Mutational impact of PolE exonuclease domain mutants

Several PolE exonuclease-domain mutants were introduce in RPE-1 cells by CRISPR-Cas9 gene editing in a homozygous manner. As a control, the wildtype sequence was edited similarly, but in a way to keep the wildtype sequence. Single cell clones were established and cultivated for around 60 cell cycles. Then, single cell clones from these cultures were expanded to purify enough gDNA for whole genome sequencing. This approach let us quantify the amount of mutations acquired in PolE mutant clones compared with the amount of PolE wildtype clones and thus the mutational impact of the knock-in PolE mutation.
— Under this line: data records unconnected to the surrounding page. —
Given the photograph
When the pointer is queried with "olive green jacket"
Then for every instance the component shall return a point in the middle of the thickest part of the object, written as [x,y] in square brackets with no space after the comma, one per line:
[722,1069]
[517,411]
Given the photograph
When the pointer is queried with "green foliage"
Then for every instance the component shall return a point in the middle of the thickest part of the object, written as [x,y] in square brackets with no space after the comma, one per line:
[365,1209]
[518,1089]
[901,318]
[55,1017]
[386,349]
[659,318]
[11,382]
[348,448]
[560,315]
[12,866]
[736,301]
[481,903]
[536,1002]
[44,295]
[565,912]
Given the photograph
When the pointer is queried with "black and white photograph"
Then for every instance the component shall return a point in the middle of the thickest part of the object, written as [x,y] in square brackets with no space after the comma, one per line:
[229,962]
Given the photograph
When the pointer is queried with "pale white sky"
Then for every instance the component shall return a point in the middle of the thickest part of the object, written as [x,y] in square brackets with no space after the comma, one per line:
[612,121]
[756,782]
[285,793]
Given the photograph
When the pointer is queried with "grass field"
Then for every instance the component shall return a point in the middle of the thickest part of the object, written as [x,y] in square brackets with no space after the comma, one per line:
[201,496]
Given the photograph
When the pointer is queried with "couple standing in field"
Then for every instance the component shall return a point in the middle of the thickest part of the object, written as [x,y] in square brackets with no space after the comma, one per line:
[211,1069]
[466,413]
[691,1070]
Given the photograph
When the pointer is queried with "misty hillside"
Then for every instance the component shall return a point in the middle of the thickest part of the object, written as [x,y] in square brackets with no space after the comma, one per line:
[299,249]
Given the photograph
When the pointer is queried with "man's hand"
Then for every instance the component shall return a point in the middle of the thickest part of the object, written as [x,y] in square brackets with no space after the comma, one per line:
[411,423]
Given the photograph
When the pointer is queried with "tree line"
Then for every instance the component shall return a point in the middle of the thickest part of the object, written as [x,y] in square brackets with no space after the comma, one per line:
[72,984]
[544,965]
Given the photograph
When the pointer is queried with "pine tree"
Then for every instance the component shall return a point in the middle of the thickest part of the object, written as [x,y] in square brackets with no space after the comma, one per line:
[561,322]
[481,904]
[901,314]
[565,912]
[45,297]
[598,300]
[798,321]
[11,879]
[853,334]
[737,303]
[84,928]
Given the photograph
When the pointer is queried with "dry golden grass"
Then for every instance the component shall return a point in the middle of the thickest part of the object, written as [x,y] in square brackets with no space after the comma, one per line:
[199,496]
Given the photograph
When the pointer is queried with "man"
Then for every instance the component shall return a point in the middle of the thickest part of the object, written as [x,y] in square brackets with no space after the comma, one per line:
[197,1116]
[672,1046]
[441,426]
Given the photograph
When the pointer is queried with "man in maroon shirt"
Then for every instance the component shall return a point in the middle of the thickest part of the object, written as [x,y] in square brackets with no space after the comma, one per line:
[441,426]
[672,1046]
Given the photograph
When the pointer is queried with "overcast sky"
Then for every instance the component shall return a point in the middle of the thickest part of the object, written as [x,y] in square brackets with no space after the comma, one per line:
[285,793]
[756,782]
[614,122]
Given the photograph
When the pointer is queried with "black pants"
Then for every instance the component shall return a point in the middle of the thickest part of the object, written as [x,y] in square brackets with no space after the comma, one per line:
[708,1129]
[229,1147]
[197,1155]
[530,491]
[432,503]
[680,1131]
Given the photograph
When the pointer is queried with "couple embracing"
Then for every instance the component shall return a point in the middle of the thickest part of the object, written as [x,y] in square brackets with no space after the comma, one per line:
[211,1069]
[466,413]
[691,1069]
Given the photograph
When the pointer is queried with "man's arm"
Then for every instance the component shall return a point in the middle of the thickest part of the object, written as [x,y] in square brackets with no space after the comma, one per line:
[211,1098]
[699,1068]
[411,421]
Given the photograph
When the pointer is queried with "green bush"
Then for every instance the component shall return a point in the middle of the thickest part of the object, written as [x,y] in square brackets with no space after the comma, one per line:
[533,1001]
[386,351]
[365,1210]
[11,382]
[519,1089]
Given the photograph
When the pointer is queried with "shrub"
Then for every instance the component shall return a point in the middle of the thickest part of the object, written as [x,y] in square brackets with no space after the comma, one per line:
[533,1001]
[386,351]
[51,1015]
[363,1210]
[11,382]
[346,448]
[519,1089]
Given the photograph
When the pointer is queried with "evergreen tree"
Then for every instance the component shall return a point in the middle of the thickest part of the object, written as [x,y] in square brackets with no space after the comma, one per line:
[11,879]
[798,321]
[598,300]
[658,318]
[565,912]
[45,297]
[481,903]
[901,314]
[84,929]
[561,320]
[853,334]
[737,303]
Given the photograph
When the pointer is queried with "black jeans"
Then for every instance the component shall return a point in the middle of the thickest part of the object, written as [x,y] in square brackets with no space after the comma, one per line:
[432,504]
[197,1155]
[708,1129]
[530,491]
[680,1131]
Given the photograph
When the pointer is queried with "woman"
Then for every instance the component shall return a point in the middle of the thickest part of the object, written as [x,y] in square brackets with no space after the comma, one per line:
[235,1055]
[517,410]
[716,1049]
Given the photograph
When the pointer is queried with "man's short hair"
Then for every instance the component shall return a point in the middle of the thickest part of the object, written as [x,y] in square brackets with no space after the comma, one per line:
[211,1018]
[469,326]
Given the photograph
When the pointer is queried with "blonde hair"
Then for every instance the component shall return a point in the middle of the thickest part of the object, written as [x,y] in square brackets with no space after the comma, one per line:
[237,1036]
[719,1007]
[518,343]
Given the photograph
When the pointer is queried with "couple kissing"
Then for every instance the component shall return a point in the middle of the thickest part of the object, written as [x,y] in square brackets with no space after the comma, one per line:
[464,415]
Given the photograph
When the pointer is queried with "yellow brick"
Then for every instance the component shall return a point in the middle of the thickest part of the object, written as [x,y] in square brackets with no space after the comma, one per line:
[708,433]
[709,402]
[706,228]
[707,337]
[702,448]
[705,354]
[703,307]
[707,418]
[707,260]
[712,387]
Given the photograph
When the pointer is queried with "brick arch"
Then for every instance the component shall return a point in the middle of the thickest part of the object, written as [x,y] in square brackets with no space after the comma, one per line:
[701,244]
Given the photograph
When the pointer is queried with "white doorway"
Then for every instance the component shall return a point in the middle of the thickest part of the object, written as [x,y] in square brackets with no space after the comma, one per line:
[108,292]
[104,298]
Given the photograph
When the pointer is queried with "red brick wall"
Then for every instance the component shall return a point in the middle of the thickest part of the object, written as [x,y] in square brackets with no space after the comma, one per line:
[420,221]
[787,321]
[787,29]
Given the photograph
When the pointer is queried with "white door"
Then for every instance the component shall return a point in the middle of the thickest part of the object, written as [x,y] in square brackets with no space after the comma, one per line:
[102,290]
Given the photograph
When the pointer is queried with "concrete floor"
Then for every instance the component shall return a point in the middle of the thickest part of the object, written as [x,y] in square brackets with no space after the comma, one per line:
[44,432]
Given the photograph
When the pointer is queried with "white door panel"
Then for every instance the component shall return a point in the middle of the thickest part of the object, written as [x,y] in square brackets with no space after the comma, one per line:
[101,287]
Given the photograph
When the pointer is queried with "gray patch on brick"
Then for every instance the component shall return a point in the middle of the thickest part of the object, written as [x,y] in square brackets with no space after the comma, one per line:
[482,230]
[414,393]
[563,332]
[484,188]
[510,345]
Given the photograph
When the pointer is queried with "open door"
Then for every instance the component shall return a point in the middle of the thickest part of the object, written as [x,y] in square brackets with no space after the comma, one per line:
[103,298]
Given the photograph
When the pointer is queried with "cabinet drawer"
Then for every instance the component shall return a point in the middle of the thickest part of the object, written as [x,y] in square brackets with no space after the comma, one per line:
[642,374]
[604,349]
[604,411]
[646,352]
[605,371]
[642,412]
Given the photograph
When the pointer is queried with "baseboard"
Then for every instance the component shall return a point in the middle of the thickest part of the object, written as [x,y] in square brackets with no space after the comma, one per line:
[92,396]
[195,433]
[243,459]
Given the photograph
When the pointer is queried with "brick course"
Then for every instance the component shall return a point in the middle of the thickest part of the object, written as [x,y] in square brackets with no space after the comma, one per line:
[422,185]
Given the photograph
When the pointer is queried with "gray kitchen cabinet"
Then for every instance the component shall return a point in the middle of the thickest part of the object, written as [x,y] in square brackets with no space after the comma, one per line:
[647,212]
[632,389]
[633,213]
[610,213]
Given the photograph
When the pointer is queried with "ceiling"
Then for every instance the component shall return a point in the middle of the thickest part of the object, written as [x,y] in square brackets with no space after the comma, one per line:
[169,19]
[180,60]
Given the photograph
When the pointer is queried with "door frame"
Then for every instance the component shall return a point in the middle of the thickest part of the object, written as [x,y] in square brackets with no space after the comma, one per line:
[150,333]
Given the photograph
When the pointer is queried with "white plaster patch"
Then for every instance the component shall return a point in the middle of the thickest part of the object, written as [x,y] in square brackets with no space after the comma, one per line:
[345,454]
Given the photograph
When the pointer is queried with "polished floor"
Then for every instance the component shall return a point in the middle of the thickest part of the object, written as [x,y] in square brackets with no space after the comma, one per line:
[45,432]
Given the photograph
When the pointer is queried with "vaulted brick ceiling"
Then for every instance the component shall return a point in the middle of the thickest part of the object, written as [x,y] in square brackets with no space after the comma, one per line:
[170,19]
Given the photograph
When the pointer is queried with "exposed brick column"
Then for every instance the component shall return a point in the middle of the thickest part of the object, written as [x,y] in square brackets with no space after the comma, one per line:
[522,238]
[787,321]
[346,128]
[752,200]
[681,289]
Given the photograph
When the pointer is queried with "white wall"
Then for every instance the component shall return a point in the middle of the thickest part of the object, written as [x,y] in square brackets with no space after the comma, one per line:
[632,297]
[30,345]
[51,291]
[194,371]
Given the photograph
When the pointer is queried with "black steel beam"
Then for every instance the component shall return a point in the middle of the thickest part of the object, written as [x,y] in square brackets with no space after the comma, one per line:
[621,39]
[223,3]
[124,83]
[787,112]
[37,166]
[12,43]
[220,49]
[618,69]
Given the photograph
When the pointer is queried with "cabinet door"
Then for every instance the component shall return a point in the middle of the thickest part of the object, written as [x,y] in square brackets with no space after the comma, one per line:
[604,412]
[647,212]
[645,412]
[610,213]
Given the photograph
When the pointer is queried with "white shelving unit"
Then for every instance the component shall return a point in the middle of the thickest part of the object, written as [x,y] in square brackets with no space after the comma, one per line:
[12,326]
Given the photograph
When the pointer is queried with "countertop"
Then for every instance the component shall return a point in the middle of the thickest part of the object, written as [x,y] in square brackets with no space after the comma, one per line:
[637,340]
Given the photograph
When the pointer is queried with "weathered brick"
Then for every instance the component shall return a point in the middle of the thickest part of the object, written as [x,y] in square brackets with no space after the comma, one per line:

本研究通过CRISPR-Cas9基因编辑技术，以纯合方式在RPE-1细胞中引入了数种PolE核酸酶结构域突变体（PolE exonuclease-domain mutants）。作为对照，我们以相同流程编辑野生型序列，通过精准设计使编辑后的序列仍维持野生型状态。随后，我们成功构建单细胞克隆并将其培养约60个细胞周期。进一步将上述培养物中的单细胞克隆扩增至足够体量，以提取足量基因组DNA（genomic DNA，gDNA）用于全基因组测序（whole genome sequencing）。本实验策略可量化PolE突变克隆相较于野生型克隆所积累的突变数量，进而明确该敲入型PolE突变的突变效应。